Gillum's economic plan is a dumpster fire in the making & so is the coverage of it
Excerpt: The policy is an economic “disaster.” People and companies will “flee” Florida. The Sunshine State will turn into New York or California overnight.
That’s just some of the messaging Republicans and business groups have used to describe Andrew Gillum’s proposed corporate tax increase. The Democratic nominee for governor says he wants to raise the state tax rate from 5.5 percent to 7.75 percent in order to finance a $1 billion investment in education. (Part of that investment would also come from the legalization and taxation of recreational marijuana.) Gillum’s campaign says the increase is a way to make sure large corporations are paying their “fair share” in the wake of the significant tax cut they received from the 2017 Tax Cuts and Jobs Act.
So is Gillum’s plan an economic catastrophe in the making or a way to level the playing field? According to tax policy experts, the reality is more nuanced than either explanation. Here are four questions you need answered about Gillum’s corporate tax proposal.
Bottom Line: It generally gets more painful from there. The first of the four answers on the question as to if the tax hike would prevent businesses from moving to Florida starts with...“Academics say it’s possible”. I had PTSD from when I had my “accomplished” economics professor in college argue with me about total labor cost, business taxes, regulations, etc...AS I TOOK TIME AWAY FROM MY BUSINESS TO BE IN THE CLASS! I was living the very thing, with an award-winning business, that the “academic” had only ever read or studied. And she had the audacity to insist I was wrong on numerous occasions as I’d try to correct her. Stereo-types do often exist for a reason.

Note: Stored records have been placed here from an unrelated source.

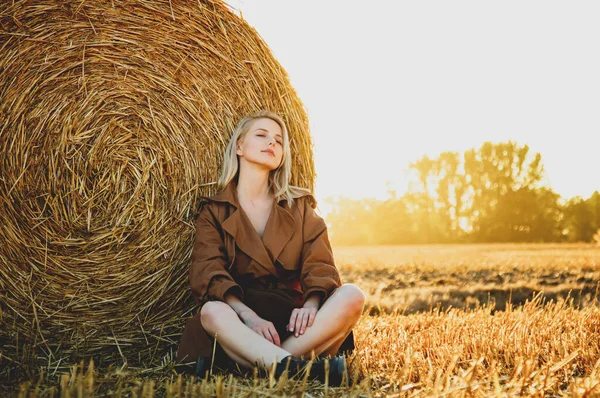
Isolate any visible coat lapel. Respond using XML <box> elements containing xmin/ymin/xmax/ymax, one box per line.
<box><xmin>207</xmin><ymin>180</ymin><xmax>294</xmax><ymax>276</ymax></box>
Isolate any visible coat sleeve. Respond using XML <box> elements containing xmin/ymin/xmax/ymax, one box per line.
<box><xmin>300</xmin><ymin>199</ymin><xmax>342</xmax><ymax>302</ymax></box>
<box><xmin>189</xmin><ymin>205</ymin><xmax>243</xmax><ymax>303</ymax></box>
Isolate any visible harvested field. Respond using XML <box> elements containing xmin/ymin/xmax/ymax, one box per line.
<box><xmin>2</xmin><ymin>245</ymin><xmax>600</xmax><ymax>397</ymax></box>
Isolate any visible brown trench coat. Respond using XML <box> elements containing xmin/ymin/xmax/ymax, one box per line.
<box><xmin>177</xmin><ymin>180</ymin><xmax>354</xmax><ymax>363</ymax></box>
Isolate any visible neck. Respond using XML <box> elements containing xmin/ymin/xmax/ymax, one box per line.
<box><xmin>237</xmin><ymin>168</ymin><xmax>271</xmax><ymax>200</ymax></box>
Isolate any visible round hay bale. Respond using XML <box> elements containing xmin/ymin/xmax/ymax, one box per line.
<box><xmin>0</xmin><ymin>0</ymin><xmax>314</xmax><ymax>366</ymax></box>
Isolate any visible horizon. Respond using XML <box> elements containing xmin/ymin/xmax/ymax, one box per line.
<box><xmin>227</xmin><ymin>0</ymin><xmax>600</xmax><ymax>215</ymax></box>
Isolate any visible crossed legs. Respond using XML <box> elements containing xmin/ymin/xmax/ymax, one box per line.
<box><xmin>200</xmin><ymin>284</ymin><xmax>365</xmax><ymax>368</ymax></box>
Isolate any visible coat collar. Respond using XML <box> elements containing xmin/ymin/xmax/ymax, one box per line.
<box><xmin>207</xmin><ymin>179</ymin><xmax>308</xmax><ymax>275</ymax></box>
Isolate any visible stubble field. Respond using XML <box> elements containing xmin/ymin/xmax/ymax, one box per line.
<box><xmin>5</xmin><ymin>244</ymin><xmax>600</xmax><ymax>397</ymax></box>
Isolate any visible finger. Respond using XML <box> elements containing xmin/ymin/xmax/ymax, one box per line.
<box><xmin>300</xmin><ymin>312</ymin><xmax>310</xmax><ymax>334</ymax></box>
<box><xmin>288</xmin><ymin>309</ymin><xmax>298</xmax><ymax>332</ymax></box>
<box><xmin>294</xmin><ymin>312</ymin><xmax>304</xmax><ymax>337</ymax></box>
<box><xmin>262</xmin><ymin>329</ymin><xmax>273</xmax><ymax>343</ymax></box>
<box><xmin>308</xmin><ymin>311</ymin><xmax>317</xmax><ymax>327</ymax></box>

Anyway, enough about my 20-year-old nightmare revisited. Here’s the deal. Academics generally didn’t know what the hell they were talking about regarding business back then and generally speaking they’re just as incompetent today. 97.6% of economists were wrong about the impact of the Tax Cut and Jobs Act. This while I spelled out what would happen on December 26th when I demonstrated that the average net take home pay would average a 7% increase in 2018 through a combination of tax cuts and projected raises/bonuses. As of the end of August we were pacing 6.7% year over year. But back to Gillum’s dumpster fire of a tax plan.

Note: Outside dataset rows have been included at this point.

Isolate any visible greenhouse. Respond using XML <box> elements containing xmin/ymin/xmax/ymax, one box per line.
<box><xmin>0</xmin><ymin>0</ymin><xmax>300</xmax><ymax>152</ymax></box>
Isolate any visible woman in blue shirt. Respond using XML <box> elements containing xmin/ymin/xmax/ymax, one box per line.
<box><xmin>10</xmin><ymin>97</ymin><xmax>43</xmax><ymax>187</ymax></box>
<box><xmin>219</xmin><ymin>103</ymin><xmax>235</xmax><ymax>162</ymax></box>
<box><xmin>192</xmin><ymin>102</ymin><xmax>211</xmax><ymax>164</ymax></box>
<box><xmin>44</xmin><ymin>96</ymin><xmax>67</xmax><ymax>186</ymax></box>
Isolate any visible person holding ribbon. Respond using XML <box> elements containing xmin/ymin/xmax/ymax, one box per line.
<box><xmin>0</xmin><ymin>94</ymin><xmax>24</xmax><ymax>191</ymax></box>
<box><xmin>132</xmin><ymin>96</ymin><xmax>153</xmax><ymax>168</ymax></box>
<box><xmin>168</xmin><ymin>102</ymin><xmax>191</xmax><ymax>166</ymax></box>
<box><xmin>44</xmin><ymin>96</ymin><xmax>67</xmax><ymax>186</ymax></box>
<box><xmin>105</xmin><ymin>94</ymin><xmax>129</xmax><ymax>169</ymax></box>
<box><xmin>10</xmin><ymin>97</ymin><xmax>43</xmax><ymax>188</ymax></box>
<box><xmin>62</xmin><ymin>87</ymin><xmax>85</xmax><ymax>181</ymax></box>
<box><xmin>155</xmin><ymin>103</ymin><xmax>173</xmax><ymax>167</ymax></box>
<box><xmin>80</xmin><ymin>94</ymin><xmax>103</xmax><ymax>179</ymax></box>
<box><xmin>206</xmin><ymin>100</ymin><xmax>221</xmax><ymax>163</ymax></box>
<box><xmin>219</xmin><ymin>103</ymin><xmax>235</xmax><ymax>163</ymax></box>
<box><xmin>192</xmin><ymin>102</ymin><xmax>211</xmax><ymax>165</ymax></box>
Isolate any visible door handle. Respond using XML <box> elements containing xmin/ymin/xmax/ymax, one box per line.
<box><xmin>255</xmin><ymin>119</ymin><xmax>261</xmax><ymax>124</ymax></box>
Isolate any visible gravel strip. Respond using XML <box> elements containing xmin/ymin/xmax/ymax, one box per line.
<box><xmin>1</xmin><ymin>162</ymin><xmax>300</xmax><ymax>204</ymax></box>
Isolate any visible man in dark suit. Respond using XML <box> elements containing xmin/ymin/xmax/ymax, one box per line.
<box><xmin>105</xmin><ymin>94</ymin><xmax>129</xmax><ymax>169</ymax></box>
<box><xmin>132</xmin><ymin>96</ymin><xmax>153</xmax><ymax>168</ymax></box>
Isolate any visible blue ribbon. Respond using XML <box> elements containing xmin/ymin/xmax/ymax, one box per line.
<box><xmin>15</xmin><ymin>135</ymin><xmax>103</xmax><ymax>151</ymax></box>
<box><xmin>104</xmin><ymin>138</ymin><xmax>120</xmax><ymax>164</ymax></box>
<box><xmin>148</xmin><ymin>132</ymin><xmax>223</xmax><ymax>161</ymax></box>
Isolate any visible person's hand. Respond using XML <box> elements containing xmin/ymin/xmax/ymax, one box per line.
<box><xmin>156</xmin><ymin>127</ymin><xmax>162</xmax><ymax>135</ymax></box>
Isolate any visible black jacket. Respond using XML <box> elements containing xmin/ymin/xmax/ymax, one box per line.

Why the heck would you turn back to the same set of fools for more information? Wouldn’t it make more sense to speak to business owners considering expanding into our state? I’m not going to make this complicated because it doesn’t need to be.
- Would a 41% tax increase make a business more or less likely to relocate to Florida?
- Would a business earning 41% less be more or less likely to hire more people?
- Would a business earning 41% less be more or less likely to expand in Florida?
- Would a business earning 41% less be more or less likely to issue raises?
- Would a business earning 41% less be more or less likely to issue bonuses?
What’s more is the absurdity of insisting that Florida’s state laws should change to reflect current federal policy. That’s the exactly opposite of the reason we have state governments to begin with...just saying... What’s more is that many aspects of the current federal tax law sunset after eight years – so we’d be even more screwed then. It’s the economic nightmare that would only get worse with time. And btw, the use of the Gillum term “investment” in education. Raising taxes to spend on government projects is literally the antithesis of investment. People and the private sector invest. Government only has what it takes from those who produce. But what else should we expect from dumpster fire policy and coverage?